What is Oil Pulling?
Oil pulling is a form of alternative medicine or folk medicine; many people believe it provides positive benefits to one's teeth and gums. In addition to that, people also do this to treat headaches, migraines and other overall health ailments. Oil pulling is also referred to as oil swishing, as it is done in a process that is similar to swishing traditional mouthwash. The term "pulling" is used because some people believe that swishing oil pulls out toxins from the mouth and body. There is a lot of contradicting information and opinions about oil pulling, so it is important to focus on the facts surrounding this alternative medicine.
Facts About Oil Pulling
1. Oil pulling does not reverse the effects of tooth decay. According to Eastgate Dental Centre, oil pulling should never replace regular trips to the dentist nor a traditional oral health care routine. The use of natural oils may provide supplemental benefits for some patients, but it is not a substitute for checkups, professional dental care, flossing and brushing.
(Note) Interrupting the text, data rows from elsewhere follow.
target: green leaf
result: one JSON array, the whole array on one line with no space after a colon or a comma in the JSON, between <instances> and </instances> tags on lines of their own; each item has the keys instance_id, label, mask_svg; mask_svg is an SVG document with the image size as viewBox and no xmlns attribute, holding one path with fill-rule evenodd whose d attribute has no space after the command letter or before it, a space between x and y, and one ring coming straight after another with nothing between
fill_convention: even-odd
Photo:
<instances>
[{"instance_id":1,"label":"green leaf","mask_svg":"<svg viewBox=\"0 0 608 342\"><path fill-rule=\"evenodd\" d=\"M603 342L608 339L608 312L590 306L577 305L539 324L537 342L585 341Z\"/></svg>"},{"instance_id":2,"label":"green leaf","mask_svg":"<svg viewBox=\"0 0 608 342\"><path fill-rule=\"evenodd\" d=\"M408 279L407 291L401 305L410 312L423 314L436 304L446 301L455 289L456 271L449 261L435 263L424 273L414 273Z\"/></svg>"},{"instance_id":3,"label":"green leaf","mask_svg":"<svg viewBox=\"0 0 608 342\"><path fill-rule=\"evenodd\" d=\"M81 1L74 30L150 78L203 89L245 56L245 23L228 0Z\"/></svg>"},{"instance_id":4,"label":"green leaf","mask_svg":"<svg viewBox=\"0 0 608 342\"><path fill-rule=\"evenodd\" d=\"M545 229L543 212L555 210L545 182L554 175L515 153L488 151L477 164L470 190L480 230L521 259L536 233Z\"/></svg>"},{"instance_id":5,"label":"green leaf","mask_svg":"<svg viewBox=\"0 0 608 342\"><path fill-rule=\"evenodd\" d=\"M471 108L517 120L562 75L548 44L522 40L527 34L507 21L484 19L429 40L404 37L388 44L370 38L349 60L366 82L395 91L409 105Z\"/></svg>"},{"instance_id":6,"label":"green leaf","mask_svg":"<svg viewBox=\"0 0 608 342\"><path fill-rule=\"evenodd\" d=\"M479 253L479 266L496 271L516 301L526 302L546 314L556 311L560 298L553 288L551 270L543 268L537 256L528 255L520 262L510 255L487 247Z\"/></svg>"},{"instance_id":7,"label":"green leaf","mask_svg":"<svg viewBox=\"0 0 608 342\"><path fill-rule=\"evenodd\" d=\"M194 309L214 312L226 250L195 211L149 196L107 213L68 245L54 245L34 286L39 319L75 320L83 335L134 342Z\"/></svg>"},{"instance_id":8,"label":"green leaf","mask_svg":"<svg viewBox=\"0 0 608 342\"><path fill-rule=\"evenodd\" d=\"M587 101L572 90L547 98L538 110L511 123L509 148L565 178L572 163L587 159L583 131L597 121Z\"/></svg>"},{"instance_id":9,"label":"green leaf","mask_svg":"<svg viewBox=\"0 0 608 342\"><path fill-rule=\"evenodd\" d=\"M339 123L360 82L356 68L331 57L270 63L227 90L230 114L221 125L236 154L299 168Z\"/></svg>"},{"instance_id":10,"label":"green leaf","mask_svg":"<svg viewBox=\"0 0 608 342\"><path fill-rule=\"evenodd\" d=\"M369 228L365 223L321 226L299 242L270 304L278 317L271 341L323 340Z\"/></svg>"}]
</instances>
2. There is no evidence that oil pulling whitens teeth. Dr. Steven Haber said in this article that he could not find credible sources or evidence that prove oil can whiten teeth. Instead, this article recommends that a paste made of baking soda and water is best for "natural" teeth whitening.
3. Oil pulling may be helpful in removing plaque, but it is equal to swishing with water or alcohol based mouthwash. When used as a mouthwash, however, it may be beneficial in removing plaque. When oil is swished around in the mouth, it works the same way that mouthwash does. Another dentist, Dr. Jennifer Akkaway, says in the same article that swishing with oil is no different than swishing with water. She states that, when swishing for 20 minutes with either substance, plaque and debris are going to become loose. She believes the oil provides no additional benefits.
4. Oil pulling requires the swishing of oil for 10 to 20 minutes; many people report this as unpleasant and time consuming. People who have experience with oil pulling have reported that this causes jaw pain and can taste very unpleasant. One user even reported mild nausea, in addition to pain, the first time she tried oil pulling.
Is Oil Pulling Worth It?
No it is not. There is no solid medical or scientific evidence that suggests oil pulling is truly effective. The best way to maintain oral health is by seeing a dentist on a regular basis and seeking professional advice regarding homeopathic methods.